Both ballooning of the hiatus, defined as hiatal area on Valsalva ≥25 cm2 [21], and levator avulsion are independent risk factors for prolapse recurrence [22]. It is therefore of particular interest to determine whether these risk factors can be determined clinically. It has recently been found that ballooning of the levator hiatus can be diagnosed on clinical examination by measuring the gh + pb on maximal Valsalva [16]. We have now been able to show that this clinical finding can also serve to alert the examiner to the likely presence of levator avulsion, which may then be diagnosed either on palpation, if possible, or by using ultrasound or magnetic resonance imaging (MRI).

The diagnosis of avulsion as well as the determination of hiatal distensibility by clinical examination or imaging is likely to become of importance in the assessment of women with prolapse, especially if mesh use is contemplated. It has been shown that women with avulsion are at a greater risk of prolapse recurrence [9, 10], and this effect of avulsion may be partially compensated by mesh [12]. There is growing concern in regard to mesh use and its complications. Consequently, the identification of women at risk of recurrence may help patient selection for mesh repair, justifying the potential risk of mesh complications in a subgroup of women at high risk of prolapse recurrence.
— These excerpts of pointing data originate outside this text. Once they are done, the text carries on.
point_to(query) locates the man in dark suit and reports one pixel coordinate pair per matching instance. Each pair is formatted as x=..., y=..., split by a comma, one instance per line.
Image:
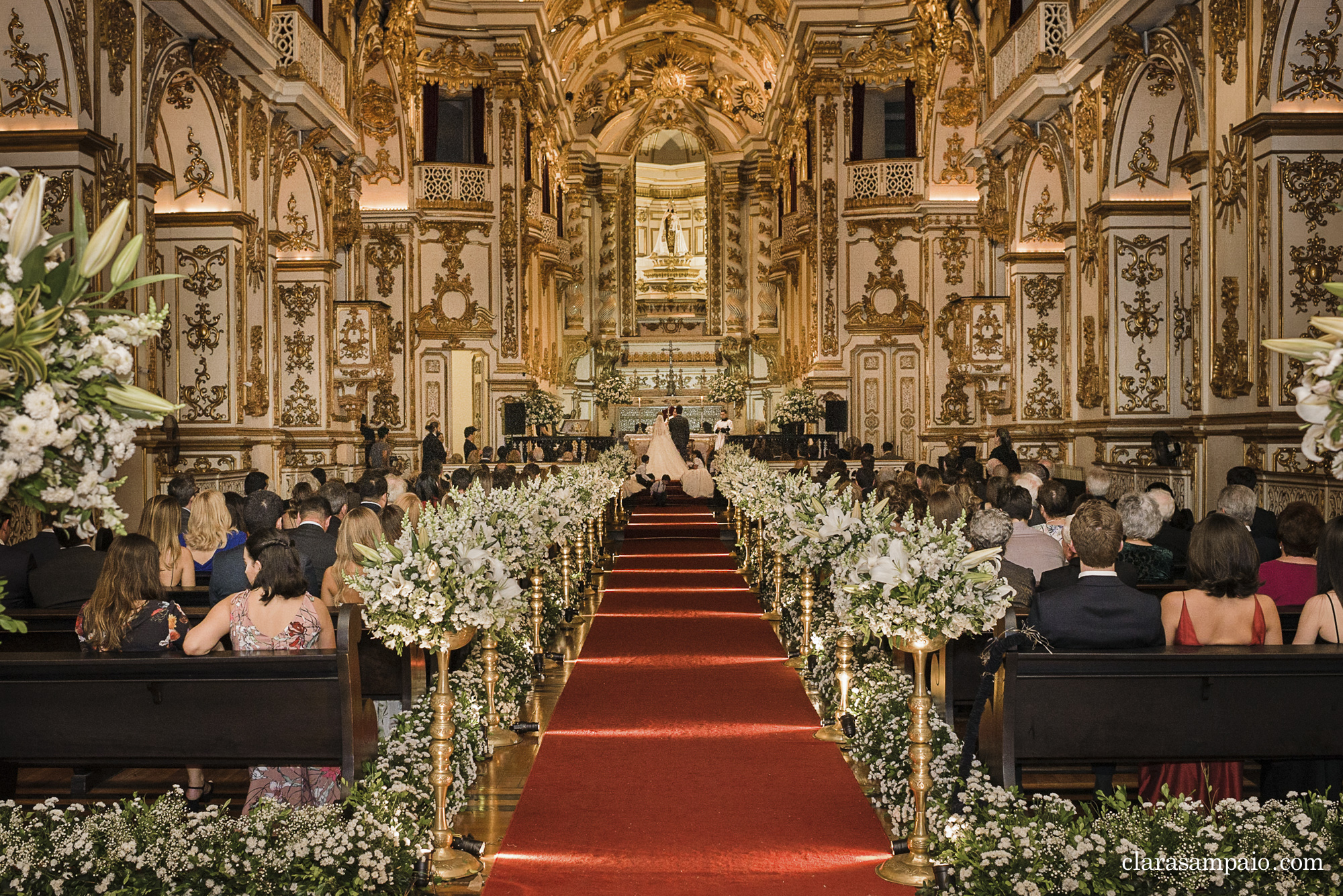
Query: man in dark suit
x=15, y=565
x=183, y=490
x=263, y=510
x=314, y=540
x=71, y=579
x=1099, y=611
x=680, y=431
x=1266, y=521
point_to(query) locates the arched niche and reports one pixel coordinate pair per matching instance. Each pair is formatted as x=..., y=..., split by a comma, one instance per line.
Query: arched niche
x=191, y=142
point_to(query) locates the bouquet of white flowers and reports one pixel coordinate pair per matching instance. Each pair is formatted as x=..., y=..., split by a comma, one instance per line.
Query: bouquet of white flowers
x=726, y=388
x=543, y=409
x=447, y=576
x=613, y=388
x=68, y=419
x=798, y=405
x=923, y=583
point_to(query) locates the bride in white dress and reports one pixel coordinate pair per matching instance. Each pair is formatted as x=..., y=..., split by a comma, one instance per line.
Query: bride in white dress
x=663, y=452
x=698, y=482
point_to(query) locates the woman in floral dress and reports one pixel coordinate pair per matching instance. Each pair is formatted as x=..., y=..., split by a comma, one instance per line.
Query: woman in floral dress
x=276, y=613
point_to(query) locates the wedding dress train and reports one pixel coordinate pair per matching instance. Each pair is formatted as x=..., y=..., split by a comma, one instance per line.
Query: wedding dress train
x=663, y=452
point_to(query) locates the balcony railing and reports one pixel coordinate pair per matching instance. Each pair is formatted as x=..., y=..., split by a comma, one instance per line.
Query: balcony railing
x=304, y=51
x=884, y=181
x=448, y=185
x=1036, y=42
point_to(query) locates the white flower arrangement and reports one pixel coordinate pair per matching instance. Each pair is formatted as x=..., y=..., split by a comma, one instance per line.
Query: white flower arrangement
x=726, y=388
x=543, y=409
x=447, y=576
x=798, y=405
x=612, y=388
x=68, y=415
x=923, y=583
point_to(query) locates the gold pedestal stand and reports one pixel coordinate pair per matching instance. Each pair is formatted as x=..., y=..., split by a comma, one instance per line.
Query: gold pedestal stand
x=844, y=673
x=774, y=615
x=496, y=734
x=915, y=868
x=805, y=648
x=445, y=862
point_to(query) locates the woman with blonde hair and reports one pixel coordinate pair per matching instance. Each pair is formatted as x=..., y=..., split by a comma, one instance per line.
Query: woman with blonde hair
x=210, y=530
x=361, y=526
x=160, y=522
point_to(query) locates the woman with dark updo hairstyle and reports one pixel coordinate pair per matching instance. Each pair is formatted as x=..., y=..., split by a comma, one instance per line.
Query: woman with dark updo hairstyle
x=276, y=613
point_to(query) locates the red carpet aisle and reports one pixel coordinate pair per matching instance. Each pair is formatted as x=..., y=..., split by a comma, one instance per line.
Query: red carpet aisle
x=680, y=758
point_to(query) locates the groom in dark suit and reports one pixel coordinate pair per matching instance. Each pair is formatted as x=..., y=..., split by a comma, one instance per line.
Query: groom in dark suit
x=680, y=431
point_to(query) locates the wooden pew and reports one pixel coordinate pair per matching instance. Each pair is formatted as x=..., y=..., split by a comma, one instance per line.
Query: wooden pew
x=1164, y=705
x=221, y=710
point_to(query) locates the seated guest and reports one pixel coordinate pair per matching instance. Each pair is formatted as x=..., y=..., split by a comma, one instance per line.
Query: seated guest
x=1290, y=580
x=314, y=540
x=159, y=524
x=992, y=528
x=1169, y=537
x=1098, y=611
x=1052, y=499
x=72, y=577
x=1223, y=608
x=128, y=611
x=210, y=530
x=1238, y=502
x=15, y=565
x=1142, y=521
x=1266, y=521
x=1037, y=552
x=276, y=601
x=1067, y=575
x=362, y=528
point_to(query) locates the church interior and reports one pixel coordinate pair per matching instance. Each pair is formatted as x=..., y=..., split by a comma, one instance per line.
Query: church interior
x=538, y=223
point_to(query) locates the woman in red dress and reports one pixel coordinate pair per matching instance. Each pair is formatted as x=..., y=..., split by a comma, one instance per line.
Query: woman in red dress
x=1224, y=609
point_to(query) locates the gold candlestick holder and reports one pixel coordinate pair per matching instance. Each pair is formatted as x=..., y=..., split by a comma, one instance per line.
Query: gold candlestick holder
x=844, y=674
x=496, y=734
x=445, y=862
x=808, y=601
x=776, y=615
x=915, y=868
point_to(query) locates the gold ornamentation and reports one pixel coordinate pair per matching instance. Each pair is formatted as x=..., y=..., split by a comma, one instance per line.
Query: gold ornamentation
x=455, y=66
x=1319, y=79
x=1228, y=17
x=34, y=94
x=953, y=247
x=182, y=90
x=299, y=238
x=1231, y=353
x=1040, y=228
x=386, y=254
x=432, y=322
x=198, y=173
x=1043, y=401
x=1087, y=118
x=118, y=36
x=257, y=388
x=1313, y=266
x=1144, y=164
x=300, y=405
x=1090, y=391
x=203, y=401
x=1315, y=185
x=960, y=103
x=956, y=158
x=297, y=299
x=1230, y=180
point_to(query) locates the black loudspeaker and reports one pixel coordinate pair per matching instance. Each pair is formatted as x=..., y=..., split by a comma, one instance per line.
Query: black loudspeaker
x=837, y=416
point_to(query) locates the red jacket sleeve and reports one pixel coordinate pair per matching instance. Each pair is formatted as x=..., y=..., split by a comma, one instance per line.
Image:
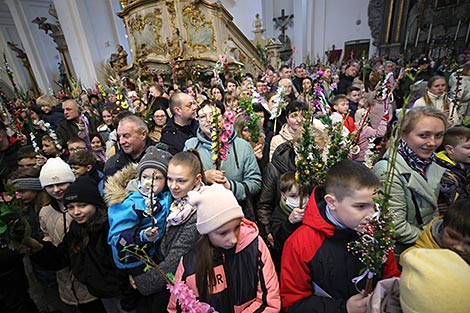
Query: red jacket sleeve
x=390, y=267
x=296, y=283
x=267, y=295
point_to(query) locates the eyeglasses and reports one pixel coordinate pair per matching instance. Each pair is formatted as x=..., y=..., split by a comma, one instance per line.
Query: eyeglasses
x=76, y=166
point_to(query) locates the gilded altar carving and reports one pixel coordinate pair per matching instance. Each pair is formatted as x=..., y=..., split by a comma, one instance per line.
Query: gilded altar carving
x=200, y=31
x=169, y=34
x=170, y=7
x=146, y=30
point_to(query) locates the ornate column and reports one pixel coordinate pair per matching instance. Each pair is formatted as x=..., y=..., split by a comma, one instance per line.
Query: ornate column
x=20, y=54
x=91, y=34
x=23, y=24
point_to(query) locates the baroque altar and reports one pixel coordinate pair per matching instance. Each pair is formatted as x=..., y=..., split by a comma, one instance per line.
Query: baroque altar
x=165, y=34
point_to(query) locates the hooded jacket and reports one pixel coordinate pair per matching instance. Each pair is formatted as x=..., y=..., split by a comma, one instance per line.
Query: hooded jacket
x=93, y=265
x=455, y=183
x=175, y=136
x=409, y=185
x=316, y=263
x=246, y=278
x=286, y=134
x=429, y=239
x=283, y=161
x=126, y=213
x=240, y=166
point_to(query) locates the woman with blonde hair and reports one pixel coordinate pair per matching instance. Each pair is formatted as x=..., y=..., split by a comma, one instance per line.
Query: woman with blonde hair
x=436, y=96
x=416, y=184
x=52, y=110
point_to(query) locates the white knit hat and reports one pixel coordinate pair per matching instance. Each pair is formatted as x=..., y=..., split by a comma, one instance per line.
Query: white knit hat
x=434, y=281
x=56, y=171
x=215, y=206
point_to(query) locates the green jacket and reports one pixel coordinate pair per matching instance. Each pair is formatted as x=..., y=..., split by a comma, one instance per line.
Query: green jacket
x=406, y=184
x=240, y=166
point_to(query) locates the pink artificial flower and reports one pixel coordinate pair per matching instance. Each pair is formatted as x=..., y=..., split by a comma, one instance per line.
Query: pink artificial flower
x=187, y=299
x=223, y=154
x=226, y=125
x=230, y=116
x=224, y=138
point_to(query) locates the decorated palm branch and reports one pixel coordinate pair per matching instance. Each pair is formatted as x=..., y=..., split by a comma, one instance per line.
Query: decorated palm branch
x=179, y=289
x=319, y=150
x=375, y=243
x=221, y=130
x=251, y=118
x=14, y=226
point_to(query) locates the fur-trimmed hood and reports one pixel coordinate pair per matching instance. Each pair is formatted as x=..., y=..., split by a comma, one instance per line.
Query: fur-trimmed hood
x=116, y=188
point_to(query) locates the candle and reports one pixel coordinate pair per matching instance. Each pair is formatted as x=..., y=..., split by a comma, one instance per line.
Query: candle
x=429, y=34
x=457, y=31
x=417, y=37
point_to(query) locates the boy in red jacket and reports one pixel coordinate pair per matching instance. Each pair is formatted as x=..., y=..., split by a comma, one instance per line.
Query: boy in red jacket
x=316, y=268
There are a number of limitations of this study that need to be acknowledged. One of the limitations is that the women studied represent a cohort of patients seen in a urogynaecological clinic. The findings of this study therefore may not be generally applicable. However, we believe that it is in a urogynaecological setting that the measurement of gh + pb would be most useful for the prediction of levator avulsion, especially when surgery for prolapse is being considered. The retrospective study design is also a limitation. Clinical measurements and ultrasound volume data were obtained at the same consultation, unblinded to one another, and hence may have introduced bias to the measurement of gh + pb. However, the author who analysed the ultrasound data sets was blinded to all patients’ data, reassuring that the assessment of avulsion and the measurement of hiatal area was not biased by the knowledge of the value of gh + pb, degree of prolapse or other clinical data. It also should be pointed out that by using the measurement of gh + pb alone to diagnose avulsions, an unacceptably large number of patients would be misdiagnosed. On its own this particular test is clearly insufficient to provide an actual diagnosis, requiring confirmation by other means such as palpation or imaging.

In conclusion, the measurement of gh + pb on Valsalva can be used as a clinical predictor of avulsion injury. A measurement ≥ 8.5 cm implies a high risk of this abnormality and allows the identification of women at potentially increased risk of prolapse and prolapse recurrence after corrective surgery. While imaging evidence of hiatal overdistension is more predictive, the clinical measurement of gh + pb is simple and readily available to clinicians with limited access to imaging facilities. A high gh + pb provides an index of suspicion for the diagnosis of avulsion, suggesting either a digital examination or selective imaging to diagnose the condition.